Sounded good to Alan, who was hungry for some good Southern home cooking.

During the blessing, Alan bowed his head but kept his eyes open to survey the table. It actually sagged in the middle from the weight of the countless serving dishes it held. It all looked homemade, and it all looked delicious.

Steve’s mother had heaped his plate. Alan hadn’t known a single plate could hold that much. Steve’s wife, Christy, had winked as she handed it to him. There was at least a day’s worth of food on the plate, all sending up delicious smells.

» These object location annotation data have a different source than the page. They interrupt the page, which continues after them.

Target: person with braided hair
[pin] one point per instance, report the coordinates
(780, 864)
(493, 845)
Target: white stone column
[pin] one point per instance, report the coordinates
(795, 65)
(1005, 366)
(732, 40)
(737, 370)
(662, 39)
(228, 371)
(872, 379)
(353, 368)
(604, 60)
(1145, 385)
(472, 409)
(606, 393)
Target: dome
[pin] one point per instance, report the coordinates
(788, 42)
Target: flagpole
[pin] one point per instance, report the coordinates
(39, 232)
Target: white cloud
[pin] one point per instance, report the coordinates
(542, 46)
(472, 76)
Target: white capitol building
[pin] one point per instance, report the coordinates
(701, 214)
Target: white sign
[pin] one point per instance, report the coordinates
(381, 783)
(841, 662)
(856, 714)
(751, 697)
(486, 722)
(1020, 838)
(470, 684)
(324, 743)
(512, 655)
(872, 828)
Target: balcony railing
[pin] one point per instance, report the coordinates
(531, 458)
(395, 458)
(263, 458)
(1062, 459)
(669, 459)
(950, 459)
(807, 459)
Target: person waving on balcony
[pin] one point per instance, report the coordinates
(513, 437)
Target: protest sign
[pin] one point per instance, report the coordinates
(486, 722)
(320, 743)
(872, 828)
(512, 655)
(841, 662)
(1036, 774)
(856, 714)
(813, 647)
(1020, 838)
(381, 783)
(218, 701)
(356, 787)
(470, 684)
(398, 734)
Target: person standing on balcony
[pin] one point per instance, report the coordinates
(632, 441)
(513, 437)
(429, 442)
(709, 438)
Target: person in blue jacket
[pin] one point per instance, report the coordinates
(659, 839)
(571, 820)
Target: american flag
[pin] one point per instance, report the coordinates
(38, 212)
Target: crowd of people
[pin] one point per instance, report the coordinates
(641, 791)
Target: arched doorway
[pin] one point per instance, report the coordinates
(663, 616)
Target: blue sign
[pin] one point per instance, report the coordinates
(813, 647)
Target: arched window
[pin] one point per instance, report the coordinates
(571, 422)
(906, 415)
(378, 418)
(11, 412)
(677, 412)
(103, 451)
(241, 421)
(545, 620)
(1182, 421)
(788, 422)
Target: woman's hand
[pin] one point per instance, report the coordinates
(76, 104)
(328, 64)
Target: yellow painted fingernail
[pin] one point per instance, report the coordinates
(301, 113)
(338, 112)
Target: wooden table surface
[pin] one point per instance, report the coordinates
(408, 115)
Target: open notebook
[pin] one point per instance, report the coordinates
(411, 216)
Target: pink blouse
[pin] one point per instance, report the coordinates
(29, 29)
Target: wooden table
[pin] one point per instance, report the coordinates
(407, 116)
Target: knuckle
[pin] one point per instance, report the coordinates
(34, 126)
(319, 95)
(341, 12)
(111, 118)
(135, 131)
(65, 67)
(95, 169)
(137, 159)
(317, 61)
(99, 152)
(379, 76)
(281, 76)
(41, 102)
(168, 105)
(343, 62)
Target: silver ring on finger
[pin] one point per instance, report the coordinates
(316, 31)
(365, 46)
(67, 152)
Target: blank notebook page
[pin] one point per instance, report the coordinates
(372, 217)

Alan took a deep breath and plunged in. He ate for what seemed like hours - crispy, steaming, deliciously moist fried chicken, salty ham, hot creamy lima beans, sweet corn, salted tomato slices, mashed potatoes and a smooth, rich gravy. He plowed through a pile of peas and found a hot buttered biscuit underneath. The spicy coleslaw was hiding under the ham. He found a couple of deviled eggs under the chicken. Just the way he liked them, cool, slick, a little tangy.

Finally his plate was empty. Unconsciously Alan leaned back and rubbed his full stomach. Then Christy handed him another plate. It was as loaded with food as before, and Alan hoped he'd gotten seconds on everything.

"Eat up," Steve’s mother urged. "You’re so thin a puff of wind would blow you away."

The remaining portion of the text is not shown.